The viñedo also houses a charming boutique hotel and a restaurant in case you want the full getaway experience into the world of wines.

QUERÉTARO

The areas surrounding the cities of Querétaro and Tequisquiapan are known as La Ruta de Queso y Vino as you will find several notable vineyards here. There are many organized tours out of each of these cities, Querétaro being the larger and more famous of the two, with Tequisquiapan the small charming pueblo, chock full of artesanias. Whichever place you decide to make your base, you will find it easy to explore both the wines and cheeses made in the area.

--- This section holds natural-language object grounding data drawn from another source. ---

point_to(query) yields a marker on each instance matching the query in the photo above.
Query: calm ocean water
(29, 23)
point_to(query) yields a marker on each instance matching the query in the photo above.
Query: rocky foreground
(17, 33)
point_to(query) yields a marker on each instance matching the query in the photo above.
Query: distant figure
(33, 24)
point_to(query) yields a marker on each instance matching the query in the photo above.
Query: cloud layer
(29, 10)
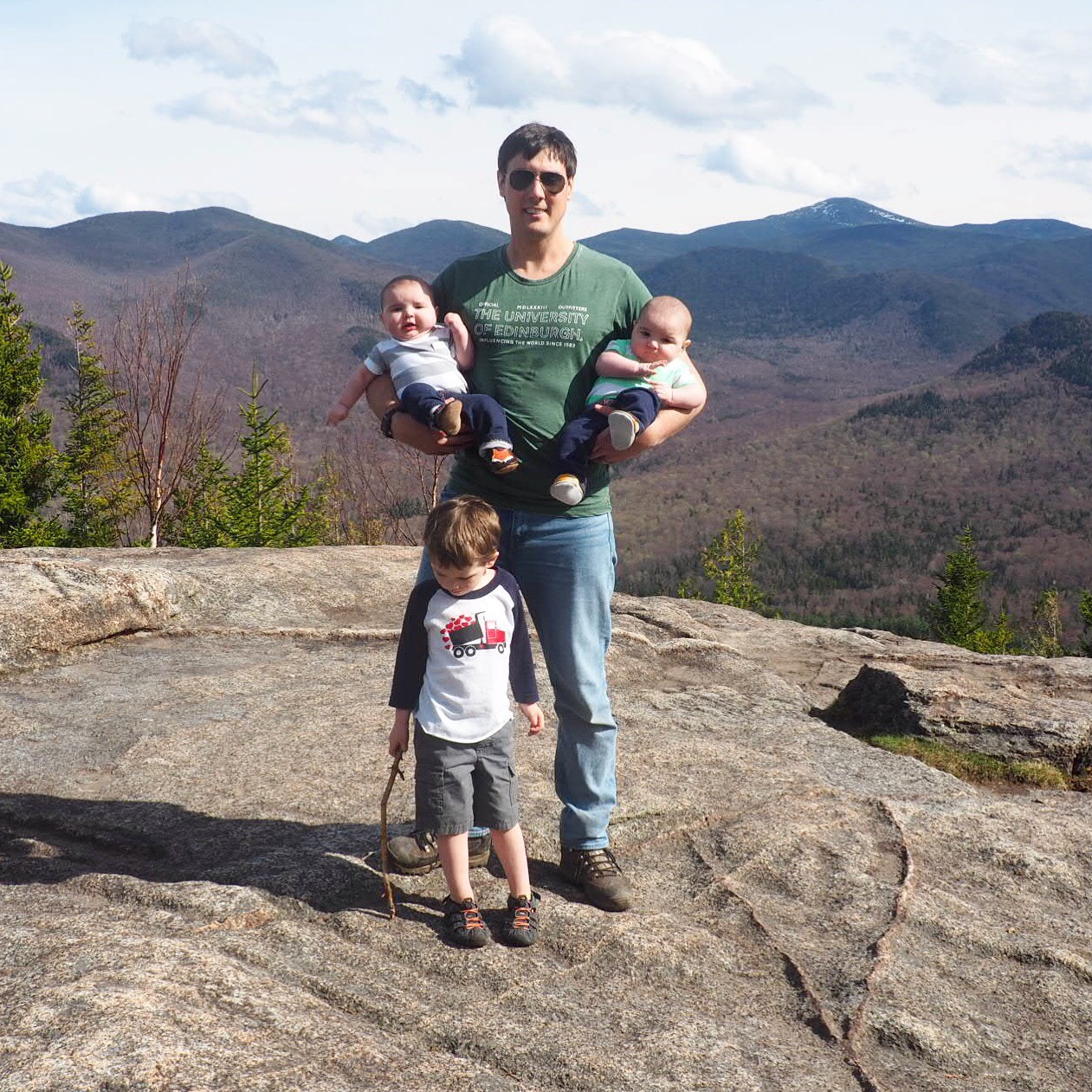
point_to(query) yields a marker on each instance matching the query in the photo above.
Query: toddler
(464, 639)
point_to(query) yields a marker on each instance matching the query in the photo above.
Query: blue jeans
(565, 567)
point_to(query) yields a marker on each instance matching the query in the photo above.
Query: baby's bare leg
(514, 857)
(455, 858)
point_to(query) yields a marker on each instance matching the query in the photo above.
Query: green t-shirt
(535, 348)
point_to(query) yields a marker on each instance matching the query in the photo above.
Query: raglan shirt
(459, 653)
(423, 359)
(672, 373)
(536, 343)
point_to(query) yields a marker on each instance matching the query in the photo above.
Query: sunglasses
(552, 183)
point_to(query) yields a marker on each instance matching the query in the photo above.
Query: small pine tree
(97, 488)
(1086, 610)
(197, 515)
(1045, 638)
(260, 506)
(729, 561)
(959, 614)
(29, 461)
(999, 639)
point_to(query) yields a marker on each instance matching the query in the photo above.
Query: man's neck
(538, 259)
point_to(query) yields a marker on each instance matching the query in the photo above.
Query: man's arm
(380, 394)
(462, 347)
(666, 425)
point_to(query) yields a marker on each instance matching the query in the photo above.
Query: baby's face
(657, 338)
(407, 312)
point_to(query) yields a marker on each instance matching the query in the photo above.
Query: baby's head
(662, 330)
(462, 538)
(407, 307)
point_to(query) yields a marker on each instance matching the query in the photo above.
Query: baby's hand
(534, 714)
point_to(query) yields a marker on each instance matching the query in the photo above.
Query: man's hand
(534, 714)
(430, 442)
(398, 740)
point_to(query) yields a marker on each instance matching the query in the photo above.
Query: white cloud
(423, 95)
(372, 227)
(214, 47)
(332, 107)
(1041, 71)
(507, 62)
(747, 159)
(1066, 160)
(49, 199)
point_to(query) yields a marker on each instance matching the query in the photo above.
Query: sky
(364, 118)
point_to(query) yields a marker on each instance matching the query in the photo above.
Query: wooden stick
(384, 852)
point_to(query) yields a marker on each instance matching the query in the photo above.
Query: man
(540, 309)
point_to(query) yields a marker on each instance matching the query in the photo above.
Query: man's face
(535, 212)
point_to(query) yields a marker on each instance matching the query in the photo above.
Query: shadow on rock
(50, 839)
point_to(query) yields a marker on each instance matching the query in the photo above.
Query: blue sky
(363, 118)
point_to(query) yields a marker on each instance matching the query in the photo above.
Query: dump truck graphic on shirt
(464, 636)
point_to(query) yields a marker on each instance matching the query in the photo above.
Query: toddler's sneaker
(449, 417)
(624, 428)
(501, 460)
(521, 921)
(463, 923)
(567, 489)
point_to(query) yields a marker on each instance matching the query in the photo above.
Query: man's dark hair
(528, 140)
(405, 279)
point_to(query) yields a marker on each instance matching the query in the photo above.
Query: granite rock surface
(192, 749)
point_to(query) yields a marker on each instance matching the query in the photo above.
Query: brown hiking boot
(417, 854)
(598, 875)
(449, 417)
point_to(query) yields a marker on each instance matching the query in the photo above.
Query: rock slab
(191, 757)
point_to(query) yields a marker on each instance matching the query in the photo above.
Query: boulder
(192, 749)
(1008, 707)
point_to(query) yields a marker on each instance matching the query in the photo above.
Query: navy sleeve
(521, 669)
(413, 649)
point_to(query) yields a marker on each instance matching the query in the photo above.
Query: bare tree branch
(167, 414)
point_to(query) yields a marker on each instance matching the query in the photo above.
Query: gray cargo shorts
(463, 785)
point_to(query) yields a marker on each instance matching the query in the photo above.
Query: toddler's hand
(534, 714)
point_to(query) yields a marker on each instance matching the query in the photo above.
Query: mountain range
(802, 320)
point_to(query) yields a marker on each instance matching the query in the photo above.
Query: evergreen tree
(259, 506)
(197, 515)
(1045, 638)
(959, 614)
(97, 489)
(29, 462)
(1086, 610)
(728, 561)
(999, 639)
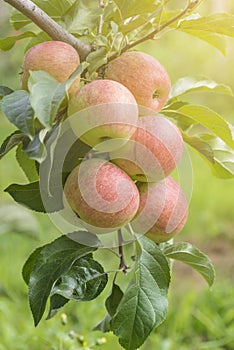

There are different types of organized tours ranging from horseback, tranvía (trolley), walking, and the like, or you can rent a car to explore on your own.

Not only is this area the route of wine and cheese, historically the Bajío – the lowland plain of west central Mexico, is the cradle of the Mexican struggle for freedom that culminated in the War of Independence, making it a treasure trove of history that can be studied in the museums and tours of the cities of Querétaro, San Miguel de Allende, and Dolores Hidalgo.

Finca Sala Vivé by Freixnet México: Are you a sparkling wine fan? This is the place to experience a tour and tasting of that special “bubbly” that adds spark to all occasions. Finca Sala Vivé is the major producer of sparkling wines in Mexico, which it accomplishes through traditional methods. As with all the vineyards, you can buy the wines you taste by the bottle to take home to share with friends.

La Redonda is one of the most frequented vineyards, but don’t let that put you off. It is popular for a reason, and there are never crowds. You will experience the personal attention that characterizes all the tours and wineries in this region.

One plus of La Redonda is the value of their wines. Their prices fall into a very reasonable range for those of us who imbibe daily, and I find their wines to be readily available in many locations in the country, not just in this region.

These vineyards and wines offer a good idea of the state of wine in Mexico. Prices can vary dramatically, and people often are surprised that the Mexican wines can be even pricier than some French wines. Wine prices, like everything else these days, are only rising, in some part due to peso devaluation. I find that when I dine in a restaurant, my glass of wine is often more expensive than my friend’s margarita. But,“Así es la vida! Disfrútala!”